La nouvelle a même attiré l’attention des services de renseignements français au Maroc, qui ont envoyé une note confidentielle à Paris, qualifiant cette conversion d’«acte grave pour un Marocain».
«L’acte que vient d’accomplir ce jeune homme paraît bien être le résultat d’une longue évolution morale et intellectuelle, mais cette évolution n’a pas été, semble-t-il, purement spontanée», lit-on dans la note publiée par La Gazette du Maroc.
«Depuis deux ans, ce jeune homme a été spécialement entouré et dirigé dans les milieux catholiques : Ben Abdejlil était en pension à Rabat, il y a deux ans, à l’Institution franciscaine «de Foucauld» pendant qu’il suivait les cours de l’Institut des hautes études marocaines.
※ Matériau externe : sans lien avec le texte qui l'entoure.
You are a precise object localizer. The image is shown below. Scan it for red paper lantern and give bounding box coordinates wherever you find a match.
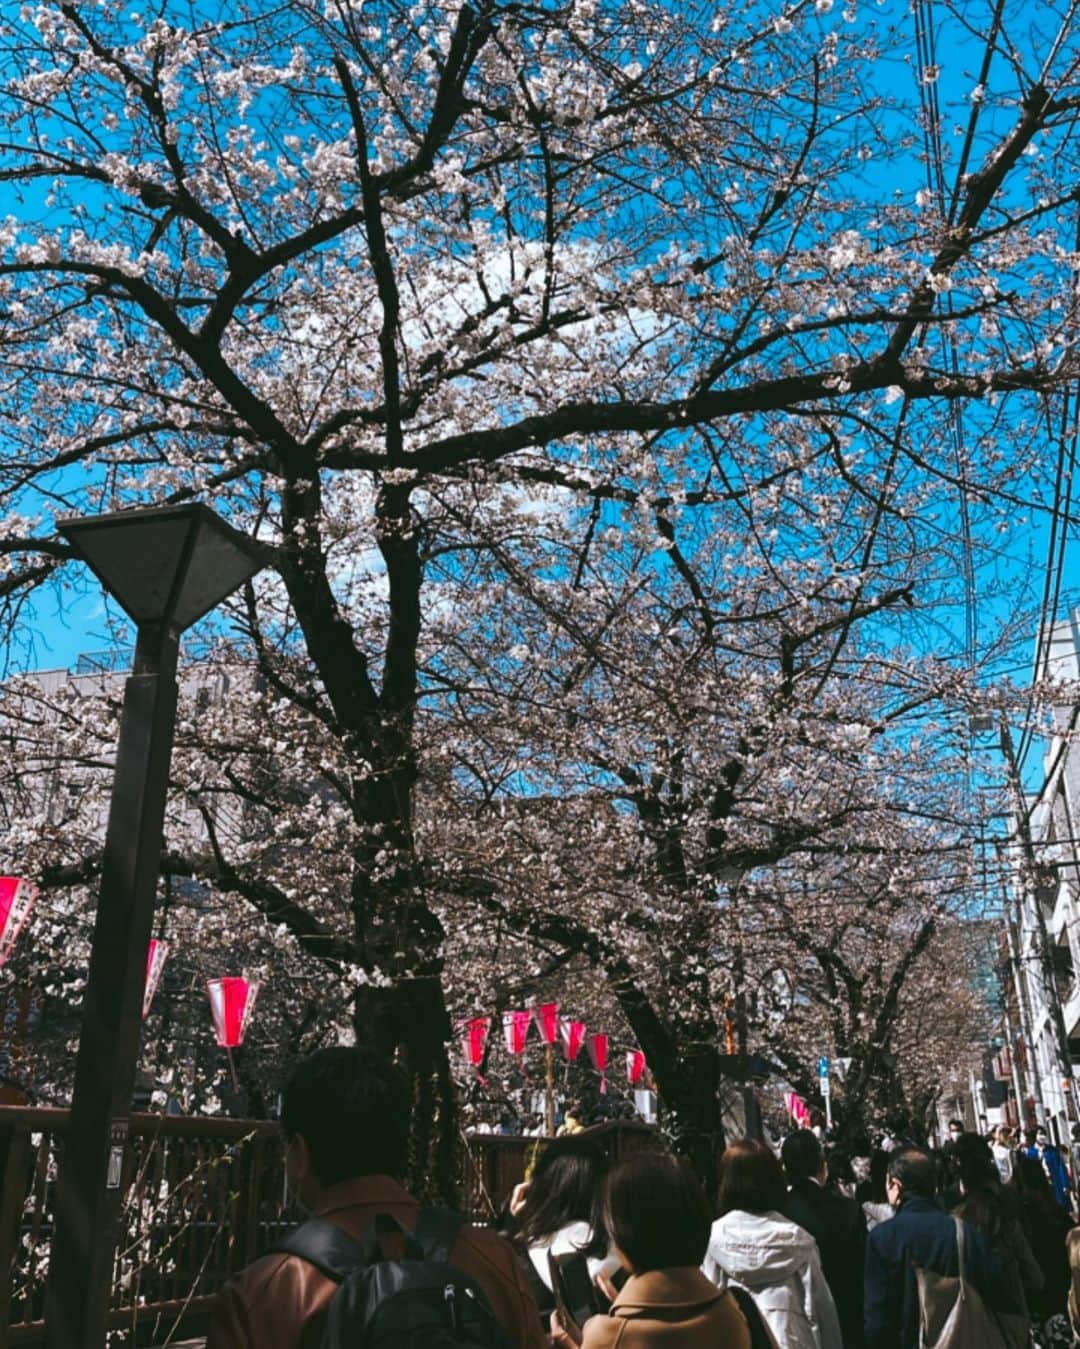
[534,1002,559,1045]
[626,1049,646,1087]
[561,1018,587,1061]
[206,977,259,1049]
[588,1033,609,1093]
[462,1016,490,1069]
[785,1091,811,1126]
[502,1009,531,1055]
[0,876,36,968]
[142,940,169,1019]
C’est par les soins de cette Institution qu’il habita ensuite à Paris un hôtel de la rue Sarrette, qui relève des Franciscains.»
Note des services secrets français au Maroc
«De là, il serait allé vivre à Viroflay dans la famille du directeur de l’Institution Foucauld. Mais l’influence d’un de ses professeurs parisiens, M. Massignon, paraît surtout avoir été déterminante, si l’on en croit les camarades de ce jeune homme», ajoutent encore les agents français.
Le prêtre marocain qui a rencontré le pape Paul VI
Malgré les critiques dans son pays, Jean Mohamed Ben Abdeljalil a mené son parcours catholique jusqu’au bout. Devenant prêtre en 1935, il a écrit des livres et contribué aux travaux des orientalistes français. Il est même été nommé à la tête de la chaire arabe de l’Institut catholique pour succéder à Carra de Vaux.
«Il s’est efforcé de faire mieux connaître l’islam dans une perspective missionnaire. Dans deux importants articles publiés en 1941 dans En terre d’Islam, et en 1949, traduits ensuite en espagnol, il expose en détail les positions défendues par Taha Hussein sur l’avenir de la culture en Egypte. Il analyse aussi le mouvement fondamentaliste salafiste», écrit l’anthropologue François Pouillon.
En 1936, Ben Abdeljalil est nommé professeur à l’Institut catholique de Paris, où il enseigne aux «chrétiens comment mieux connaître l’islam», souligne Pioneers of Christian-Islamic Dialogue. En plus de son travail en France, il a joué un rôle central dans son pays natal. A ce titre, le livre «Un entrepreneur du national au Maroc. Ahmed Benkirane, traces et discrétion» de la politologue Irene Bono retient que l’homme a largement contribué à établir des relations entre les missions informelles des nationalistes et les cercles intellectuels catholiques, qui ont soutenu l’indépendance des pays du Maghreb.
Ben Abdeljalil rencontre le pape Paul VI en 1966. Mais sa conversion le conduit à rompre les liens avec son milieu natal. Au lendemain de l’indépendance, son projet de s’installer au Maroc, suivant la volonté de son frère Omar, n’aura pas abouti. A l’âge de 74 ans, Jean Mohamed Ben Abdeljalil décède le 24 novembre 1979 à Villejuif, en France.